Scarry’s and other’s skepticism about Ocasio-Cortez’s apparent financial situation and the aesthetics of struggle accomplishes being deliberately mean and infantilizing while erasing the rules she is reacting to: the idea that a freshman congresswoman wouldn’t dress up for such a high-profile job is out-of-touch with the reality faced by so many women who work in male-dominated industries. Many clamored to explain this to Scarry. Alexandra Schwartz, a staff writer at the New Yorker, noted on Twitter that Ocasio-Cortez has a subscription to Rent the Runway (and that it was originally a gift from a friend). Schwartz’s defense of Ocasio-Cortez’s wardrobe and means was surely well-intentioned, but even such defenses tell an equally harmful story about Ocasio-Cortez and how working people are “allowed” to look. Women who grew up poor or working-class, women who say they struggle, are told they have to look are certain way in order to believed. They should only have certain things.

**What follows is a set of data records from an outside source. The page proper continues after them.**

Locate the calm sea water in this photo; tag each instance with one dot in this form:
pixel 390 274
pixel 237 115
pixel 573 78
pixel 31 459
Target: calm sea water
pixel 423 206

In this framing, Ocasio-Cortez’s coat—plain, black, and wholly unremarkable—functions much in the same way flat-screen televisions and nice sneakers show up in conservative rhetoric about people on Medicaid or receiving food stamps. The underlying sentiment is one of disdain, a disgust at the idea of a person living well. What are you doing here?, it says. Do you have any idea where you are?

Ocasio-Cortez is already facing an uphill battle as a progressive Democrat in the House: on her first day of orientation, the Bronx native sat in on a protest outside of Speaker Nancy Pelosi’s office, aimed at getting her to commit to a robust plan to stop climate change. That cameo has already reportedly led to some grief in closed-door meetings, and more fake-nice advice in Ocasio-Cortez’s Twitter mentions. These swift reactions are telling, revealing an aggressive tendency found in centrist Democrats of valuing the image of compromise over the potential good of radical ideas. But remarks like Scarry’s or “neutral” reporting that is nevertheless contemptuous just underscore that she was always going to be fighting two battles at once: one to deliver on the promises she made to her constituents, and one with the powerful people who will try to make sure she can’t.